After a large number of investments are updated, e.g. 20K are updated, the subsequent incremental Load DWH job runs 3x longer.
A full Load DWH run can be done, but this disrupts the reporting as a full run truncates the tables.
Although a full run is faster, the unavailability/repopulation of DWH tables reduce/delay visibility into the data.
STEPS TO REPRODUCE:
1. On a large dataset, simulate the update of 20K investments.
2. Run the incremental Load DWH job.
3. Run the full Load DWH job.
4. Compare the runtimes of the incremental vs the full run.

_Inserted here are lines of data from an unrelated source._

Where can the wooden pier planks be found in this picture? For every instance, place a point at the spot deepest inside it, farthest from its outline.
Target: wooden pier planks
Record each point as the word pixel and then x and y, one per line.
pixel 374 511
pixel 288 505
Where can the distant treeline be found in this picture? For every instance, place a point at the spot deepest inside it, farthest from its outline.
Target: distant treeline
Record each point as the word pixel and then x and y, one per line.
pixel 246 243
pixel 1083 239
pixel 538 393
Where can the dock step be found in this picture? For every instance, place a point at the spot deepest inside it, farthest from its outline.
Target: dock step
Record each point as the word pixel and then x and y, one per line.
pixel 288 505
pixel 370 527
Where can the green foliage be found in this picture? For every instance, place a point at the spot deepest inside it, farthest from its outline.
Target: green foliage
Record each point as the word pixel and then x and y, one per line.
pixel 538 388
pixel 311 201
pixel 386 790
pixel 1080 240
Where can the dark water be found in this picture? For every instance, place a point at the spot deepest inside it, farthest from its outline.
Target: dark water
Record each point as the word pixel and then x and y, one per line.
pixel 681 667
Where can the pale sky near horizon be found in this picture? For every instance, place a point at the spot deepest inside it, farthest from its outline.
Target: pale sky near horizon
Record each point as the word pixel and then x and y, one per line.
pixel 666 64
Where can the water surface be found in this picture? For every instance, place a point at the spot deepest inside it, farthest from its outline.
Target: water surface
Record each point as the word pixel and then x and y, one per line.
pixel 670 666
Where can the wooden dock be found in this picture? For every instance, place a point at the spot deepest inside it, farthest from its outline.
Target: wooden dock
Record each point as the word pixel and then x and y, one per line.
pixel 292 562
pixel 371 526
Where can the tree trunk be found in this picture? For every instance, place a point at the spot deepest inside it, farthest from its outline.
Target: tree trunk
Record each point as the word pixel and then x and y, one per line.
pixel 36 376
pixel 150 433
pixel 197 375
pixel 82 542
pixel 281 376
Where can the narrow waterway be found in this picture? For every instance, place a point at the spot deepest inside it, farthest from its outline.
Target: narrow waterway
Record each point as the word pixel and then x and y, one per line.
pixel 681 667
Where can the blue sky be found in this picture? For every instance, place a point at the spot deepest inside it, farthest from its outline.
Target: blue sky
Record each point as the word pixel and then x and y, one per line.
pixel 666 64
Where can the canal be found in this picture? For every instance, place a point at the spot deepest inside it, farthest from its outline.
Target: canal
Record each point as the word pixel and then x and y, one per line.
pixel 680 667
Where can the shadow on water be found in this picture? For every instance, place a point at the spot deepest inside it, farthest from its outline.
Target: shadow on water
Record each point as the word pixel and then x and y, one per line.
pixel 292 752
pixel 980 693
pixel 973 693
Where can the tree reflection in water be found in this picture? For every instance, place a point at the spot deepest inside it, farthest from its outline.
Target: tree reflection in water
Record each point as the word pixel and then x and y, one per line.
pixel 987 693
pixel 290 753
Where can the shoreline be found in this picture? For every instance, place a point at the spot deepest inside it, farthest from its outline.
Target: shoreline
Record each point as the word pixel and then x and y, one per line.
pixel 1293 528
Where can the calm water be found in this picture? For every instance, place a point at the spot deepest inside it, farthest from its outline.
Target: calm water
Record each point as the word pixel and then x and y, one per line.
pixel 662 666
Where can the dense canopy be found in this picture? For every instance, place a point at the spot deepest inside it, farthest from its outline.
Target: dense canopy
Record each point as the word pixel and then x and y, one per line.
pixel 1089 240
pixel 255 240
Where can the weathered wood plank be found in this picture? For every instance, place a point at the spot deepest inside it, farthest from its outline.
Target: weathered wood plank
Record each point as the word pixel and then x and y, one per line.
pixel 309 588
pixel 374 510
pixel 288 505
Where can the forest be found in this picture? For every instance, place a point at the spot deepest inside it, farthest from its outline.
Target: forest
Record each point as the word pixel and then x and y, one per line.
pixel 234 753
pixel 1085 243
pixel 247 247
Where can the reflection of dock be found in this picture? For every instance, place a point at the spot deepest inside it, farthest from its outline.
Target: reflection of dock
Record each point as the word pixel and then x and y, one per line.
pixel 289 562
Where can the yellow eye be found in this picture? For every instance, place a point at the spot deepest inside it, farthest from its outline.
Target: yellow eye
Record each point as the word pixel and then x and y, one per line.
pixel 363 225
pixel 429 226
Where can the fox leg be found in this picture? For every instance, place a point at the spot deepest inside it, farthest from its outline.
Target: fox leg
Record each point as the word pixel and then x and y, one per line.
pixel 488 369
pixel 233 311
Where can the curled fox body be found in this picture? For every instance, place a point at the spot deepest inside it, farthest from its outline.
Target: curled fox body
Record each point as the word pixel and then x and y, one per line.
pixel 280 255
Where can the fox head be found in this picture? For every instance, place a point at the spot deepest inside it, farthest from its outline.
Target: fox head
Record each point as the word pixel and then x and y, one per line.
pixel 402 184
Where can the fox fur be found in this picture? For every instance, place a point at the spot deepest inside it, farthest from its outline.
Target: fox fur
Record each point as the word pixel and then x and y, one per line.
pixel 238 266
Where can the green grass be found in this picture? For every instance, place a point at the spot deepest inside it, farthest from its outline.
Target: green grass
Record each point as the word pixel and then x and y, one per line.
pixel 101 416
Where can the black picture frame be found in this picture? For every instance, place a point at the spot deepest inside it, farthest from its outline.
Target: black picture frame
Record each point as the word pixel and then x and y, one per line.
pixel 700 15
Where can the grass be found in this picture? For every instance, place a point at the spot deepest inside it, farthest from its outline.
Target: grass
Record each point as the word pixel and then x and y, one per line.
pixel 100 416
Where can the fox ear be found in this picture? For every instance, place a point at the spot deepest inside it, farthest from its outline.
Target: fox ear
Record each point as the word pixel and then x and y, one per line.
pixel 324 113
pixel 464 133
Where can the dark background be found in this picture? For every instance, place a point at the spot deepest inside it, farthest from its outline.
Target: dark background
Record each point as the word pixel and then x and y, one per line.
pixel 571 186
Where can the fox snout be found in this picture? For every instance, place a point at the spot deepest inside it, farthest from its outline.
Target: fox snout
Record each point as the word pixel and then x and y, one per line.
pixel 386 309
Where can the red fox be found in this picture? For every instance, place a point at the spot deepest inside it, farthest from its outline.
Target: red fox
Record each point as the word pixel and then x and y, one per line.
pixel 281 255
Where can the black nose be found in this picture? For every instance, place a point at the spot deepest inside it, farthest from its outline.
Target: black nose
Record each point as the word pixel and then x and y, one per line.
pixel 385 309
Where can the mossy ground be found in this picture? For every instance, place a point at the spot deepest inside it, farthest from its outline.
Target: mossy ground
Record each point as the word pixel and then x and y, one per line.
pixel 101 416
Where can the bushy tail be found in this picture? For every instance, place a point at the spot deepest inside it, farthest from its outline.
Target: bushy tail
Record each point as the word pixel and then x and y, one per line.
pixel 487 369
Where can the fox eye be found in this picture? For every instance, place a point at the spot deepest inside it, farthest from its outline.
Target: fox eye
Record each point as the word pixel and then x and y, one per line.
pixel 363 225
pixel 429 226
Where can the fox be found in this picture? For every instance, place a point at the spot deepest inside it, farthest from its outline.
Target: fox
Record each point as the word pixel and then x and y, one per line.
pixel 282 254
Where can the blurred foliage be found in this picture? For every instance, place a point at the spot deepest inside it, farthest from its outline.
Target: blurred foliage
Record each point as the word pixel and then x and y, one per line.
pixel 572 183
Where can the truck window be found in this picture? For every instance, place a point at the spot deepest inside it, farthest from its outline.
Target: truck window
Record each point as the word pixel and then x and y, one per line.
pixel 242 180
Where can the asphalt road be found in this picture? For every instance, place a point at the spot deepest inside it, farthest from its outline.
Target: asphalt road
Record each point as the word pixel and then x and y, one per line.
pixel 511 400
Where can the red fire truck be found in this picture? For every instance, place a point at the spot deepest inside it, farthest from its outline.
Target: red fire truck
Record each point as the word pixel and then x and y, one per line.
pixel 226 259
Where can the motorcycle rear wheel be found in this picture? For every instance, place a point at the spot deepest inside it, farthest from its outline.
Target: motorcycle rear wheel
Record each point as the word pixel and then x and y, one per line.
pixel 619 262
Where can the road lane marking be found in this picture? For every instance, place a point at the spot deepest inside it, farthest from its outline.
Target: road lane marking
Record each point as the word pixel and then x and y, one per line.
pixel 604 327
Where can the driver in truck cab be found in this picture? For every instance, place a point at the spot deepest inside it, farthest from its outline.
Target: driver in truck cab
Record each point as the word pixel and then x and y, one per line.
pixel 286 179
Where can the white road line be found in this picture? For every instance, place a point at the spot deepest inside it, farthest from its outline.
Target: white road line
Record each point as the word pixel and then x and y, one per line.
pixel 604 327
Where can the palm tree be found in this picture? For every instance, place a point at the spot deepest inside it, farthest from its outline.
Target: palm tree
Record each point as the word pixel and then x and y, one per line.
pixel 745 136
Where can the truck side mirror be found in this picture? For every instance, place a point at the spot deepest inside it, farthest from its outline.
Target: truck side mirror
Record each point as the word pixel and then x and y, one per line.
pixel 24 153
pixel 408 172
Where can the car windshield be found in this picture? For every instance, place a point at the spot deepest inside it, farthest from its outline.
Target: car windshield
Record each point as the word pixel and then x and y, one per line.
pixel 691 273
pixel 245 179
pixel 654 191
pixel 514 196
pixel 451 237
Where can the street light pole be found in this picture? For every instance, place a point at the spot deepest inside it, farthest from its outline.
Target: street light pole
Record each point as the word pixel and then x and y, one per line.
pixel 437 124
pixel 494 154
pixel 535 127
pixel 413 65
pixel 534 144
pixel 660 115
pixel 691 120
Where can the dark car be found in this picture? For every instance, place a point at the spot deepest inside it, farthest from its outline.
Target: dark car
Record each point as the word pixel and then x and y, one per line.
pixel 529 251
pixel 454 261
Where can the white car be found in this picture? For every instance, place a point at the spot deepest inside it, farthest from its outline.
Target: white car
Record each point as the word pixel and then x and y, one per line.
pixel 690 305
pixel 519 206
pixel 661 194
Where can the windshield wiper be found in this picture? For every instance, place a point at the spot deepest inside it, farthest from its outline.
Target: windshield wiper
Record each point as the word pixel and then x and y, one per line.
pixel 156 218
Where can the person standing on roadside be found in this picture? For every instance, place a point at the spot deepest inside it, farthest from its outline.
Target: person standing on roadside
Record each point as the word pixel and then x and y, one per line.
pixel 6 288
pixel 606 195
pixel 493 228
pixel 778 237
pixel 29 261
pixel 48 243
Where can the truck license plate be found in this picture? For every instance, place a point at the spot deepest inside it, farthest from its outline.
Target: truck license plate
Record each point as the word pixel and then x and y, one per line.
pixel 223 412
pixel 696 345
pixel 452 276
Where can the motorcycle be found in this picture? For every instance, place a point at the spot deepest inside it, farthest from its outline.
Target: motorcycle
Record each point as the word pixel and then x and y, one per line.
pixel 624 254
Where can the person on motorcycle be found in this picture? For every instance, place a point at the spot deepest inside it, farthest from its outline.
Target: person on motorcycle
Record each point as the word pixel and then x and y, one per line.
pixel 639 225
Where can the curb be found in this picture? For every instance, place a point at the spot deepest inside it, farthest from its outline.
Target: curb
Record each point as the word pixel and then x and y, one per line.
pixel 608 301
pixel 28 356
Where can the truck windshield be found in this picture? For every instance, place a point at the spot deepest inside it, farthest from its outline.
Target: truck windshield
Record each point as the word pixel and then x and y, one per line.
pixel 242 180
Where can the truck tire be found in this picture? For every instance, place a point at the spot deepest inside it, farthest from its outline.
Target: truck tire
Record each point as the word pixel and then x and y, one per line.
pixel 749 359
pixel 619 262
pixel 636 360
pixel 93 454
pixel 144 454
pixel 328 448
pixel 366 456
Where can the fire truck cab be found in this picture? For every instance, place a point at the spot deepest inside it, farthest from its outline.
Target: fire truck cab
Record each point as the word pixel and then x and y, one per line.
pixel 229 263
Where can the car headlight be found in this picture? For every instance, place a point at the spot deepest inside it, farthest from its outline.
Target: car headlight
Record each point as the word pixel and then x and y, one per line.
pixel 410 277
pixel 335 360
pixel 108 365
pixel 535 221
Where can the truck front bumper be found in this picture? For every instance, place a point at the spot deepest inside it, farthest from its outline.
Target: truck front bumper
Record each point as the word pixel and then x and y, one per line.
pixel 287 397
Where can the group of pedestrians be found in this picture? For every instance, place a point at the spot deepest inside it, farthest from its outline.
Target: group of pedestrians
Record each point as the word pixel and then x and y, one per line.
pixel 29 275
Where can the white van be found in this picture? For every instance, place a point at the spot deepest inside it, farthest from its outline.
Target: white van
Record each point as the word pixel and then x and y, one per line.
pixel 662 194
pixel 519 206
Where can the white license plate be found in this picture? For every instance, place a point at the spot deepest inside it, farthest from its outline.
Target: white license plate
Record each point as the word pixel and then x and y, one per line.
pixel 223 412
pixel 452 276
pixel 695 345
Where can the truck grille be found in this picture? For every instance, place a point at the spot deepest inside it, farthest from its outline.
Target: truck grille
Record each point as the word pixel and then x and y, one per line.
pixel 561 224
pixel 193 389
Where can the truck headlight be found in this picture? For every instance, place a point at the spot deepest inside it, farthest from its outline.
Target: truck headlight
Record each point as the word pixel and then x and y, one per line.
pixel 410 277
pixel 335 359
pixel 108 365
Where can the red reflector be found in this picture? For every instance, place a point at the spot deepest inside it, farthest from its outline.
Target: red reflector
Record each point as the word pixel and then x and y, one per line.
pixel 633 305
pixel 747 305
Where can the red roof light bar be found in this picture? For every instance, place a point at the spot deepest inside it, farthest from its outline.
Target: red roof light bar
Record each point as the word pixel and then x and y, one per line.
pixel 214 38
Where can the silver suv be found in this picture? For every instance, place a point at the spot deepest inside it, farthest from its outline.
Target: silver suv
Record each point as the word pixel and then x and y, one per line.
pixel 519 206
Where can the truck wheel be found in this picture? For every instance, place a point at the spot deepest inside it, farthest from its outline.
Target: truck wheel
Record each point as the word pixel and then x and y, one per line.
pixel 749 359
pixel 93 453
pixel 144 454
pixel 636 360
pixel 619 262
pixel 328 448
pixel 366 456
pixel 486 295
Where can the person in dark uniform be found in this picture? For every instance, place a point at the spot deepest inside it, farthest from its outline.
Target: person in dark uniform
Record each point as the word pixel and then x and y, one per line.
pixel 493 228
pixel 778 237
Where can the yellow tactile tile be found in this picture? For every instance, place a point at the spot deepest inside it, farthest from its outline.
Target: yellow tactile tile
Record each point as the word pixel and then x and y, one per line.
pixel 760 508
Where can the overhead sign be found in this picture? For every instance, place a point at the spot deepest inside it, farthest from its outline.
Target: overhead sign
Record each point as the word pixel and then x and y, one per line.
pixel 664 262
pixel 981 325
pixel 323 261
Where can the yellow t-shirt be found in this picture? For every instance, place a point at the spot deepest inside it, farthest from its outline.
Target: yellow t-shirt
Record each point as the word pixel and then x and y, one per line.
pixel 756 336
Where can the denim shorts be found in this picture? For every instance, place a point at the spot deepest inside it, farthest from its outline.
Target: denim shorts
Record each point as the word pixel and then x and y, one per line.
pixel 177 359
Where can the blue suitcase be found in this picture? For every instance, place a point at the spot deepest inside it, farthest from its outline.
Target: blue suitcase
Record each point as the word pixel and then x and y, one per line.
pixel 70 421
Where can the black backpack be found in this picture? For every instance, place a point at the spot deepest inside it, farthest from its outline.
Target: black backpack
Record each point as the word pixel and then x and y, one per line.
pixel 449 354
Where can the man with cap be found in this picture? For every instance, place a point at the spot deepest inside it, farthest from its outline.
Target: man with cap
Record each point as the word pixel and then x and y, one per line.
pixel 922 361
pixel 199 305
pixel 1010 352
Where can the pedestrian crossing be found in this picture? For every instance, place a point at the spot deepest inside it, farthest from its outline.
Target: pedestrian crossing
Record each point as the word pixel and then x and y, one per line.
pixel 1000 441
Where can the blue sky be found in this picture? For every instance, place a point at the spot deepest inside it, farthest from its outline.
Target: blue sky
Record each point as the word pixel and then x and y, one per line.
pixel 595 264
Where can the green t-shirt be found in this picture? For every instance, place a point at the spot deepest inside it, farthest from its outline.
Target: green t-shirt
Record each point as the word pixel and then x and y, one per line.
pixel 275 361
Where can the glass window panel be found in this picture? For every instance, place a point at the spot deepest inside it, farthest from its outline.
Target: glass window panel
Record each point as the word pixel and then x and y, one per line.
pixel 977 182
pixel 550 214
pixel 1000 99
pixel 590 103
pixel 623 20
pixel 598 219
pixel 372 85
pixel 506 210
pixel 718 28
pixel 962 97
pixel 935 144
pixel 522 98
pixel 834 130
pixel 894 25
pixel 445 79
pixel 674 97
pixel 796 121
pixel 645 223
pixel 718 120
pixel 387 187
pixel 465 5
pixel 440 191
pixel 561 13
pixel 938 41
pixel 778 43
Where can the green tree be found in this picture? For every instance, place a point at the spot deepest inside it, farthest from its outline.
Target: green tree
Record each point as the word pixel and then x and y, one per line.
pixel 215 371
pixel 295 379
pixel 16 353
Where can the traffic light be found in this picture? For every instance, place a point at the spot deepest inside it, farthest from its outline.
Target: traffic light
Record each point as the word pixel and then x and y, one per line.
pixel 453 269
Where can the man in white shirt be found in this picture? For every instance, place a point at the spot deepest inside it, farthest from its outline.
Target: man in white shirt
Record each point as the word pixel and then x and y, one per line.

Actual: The incremental run can take 3x as long as the full run.
Expected: The incremental should not take much more time.
In reviewing the incremental run, the Data Warehouse portlet was reviewed and sorted by Duration.
The most time was spent on the following tables:
DWH_INV_INVESTMENT
DWH_INV_INVESTMENT_LN
This is reported as DE116305 and it was due to the Rally Integration.
The reason for the long runtime of the incremental Load DWH job is due to:
a. Two investment attributes (hig_invcategory,hig_rallyproject)
hig_invcategory
uses Lookup=Rally Investment Categories
hig_rallyproject
uses Lookup=Rally Projects HIG
b. When these 2 are deactivated, the job runs in only ~10 minutes vs ~60 minutes.
Do not run the Load DWH incrementally.